Gradually, a cough appears, sputum does not go away, it is very viscous. The peak phase of the attack: the chest is in the position of maximum inspiration, shortness of breath appears, the patient exhales noisily, so that wheezing becomes audible at a distance from the patient. The skin of the patient is cyanotic, additional muscles participate in the act of breathing – intercostal, neck, cervical veins are filled with blood, the wings of the nose swell, the face becomes puffy.
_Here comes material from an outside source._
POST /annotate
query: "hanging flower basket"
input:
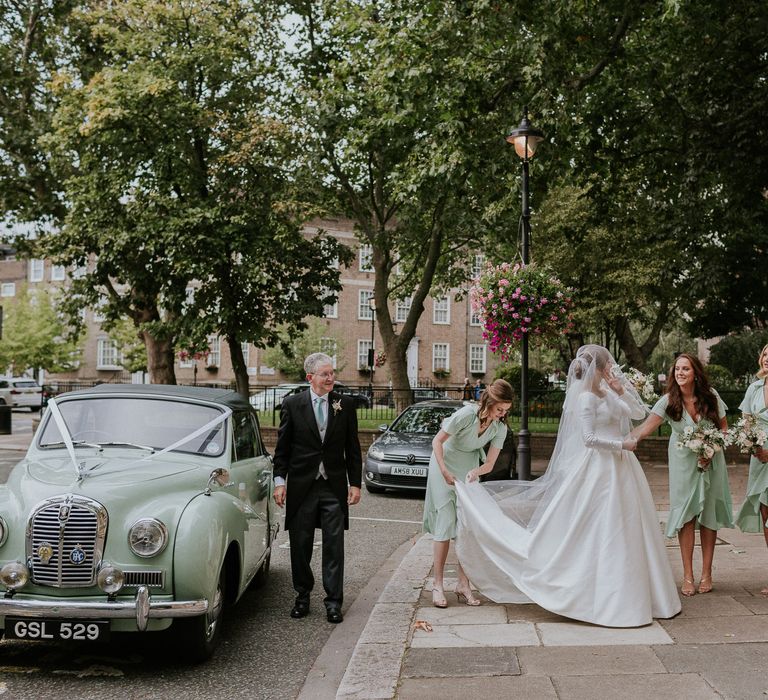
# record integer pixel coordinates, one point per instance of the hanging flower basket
(515, 301)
During the period of the reverse development of the attack, the patient’s condition is relieved, sputum, which has a vitreous character, begins to depart, but the feeling of lack of air disappears, breathing becomes easier.
Diagnostics
- Collection of anamnesis and complaints in diseases of the lungs and bronchi
- Imaging examination in diseases of the lungs and bronchi
- Palpation in diseases of the lungs and bronchi
- Percussion in diseases of the lungs and bronchi
- Auscultation in diseases of the lungs and bronchi
- Respiratory rate measurements
- Heart rate measurement
- Pulse examination
- Study of unprovoked tidal volumes and flows
- Electrocardiogram recording
- Interpretation, description and interpretation of electrocardiographic data
- Primary appointment (examination, consultation) with an allergist
- Primary appointment (examination, consultation) with a pulmonologist
- Blood sampling from a peripheral vein
- Blood oxygen test
- Examination of the level of antibodies to antigens of plant, animal and chemical origin
- Bronchoscopy
- Computed tomography of the chest
Attention! The volume of the diagnostic examination is selected by the doctor for each patient individually!
How to behave in patients with Atopic (allergic) asthma
If there are signs of the onset of an attack, namely: dry cough; runny nose; pain in the abdomen.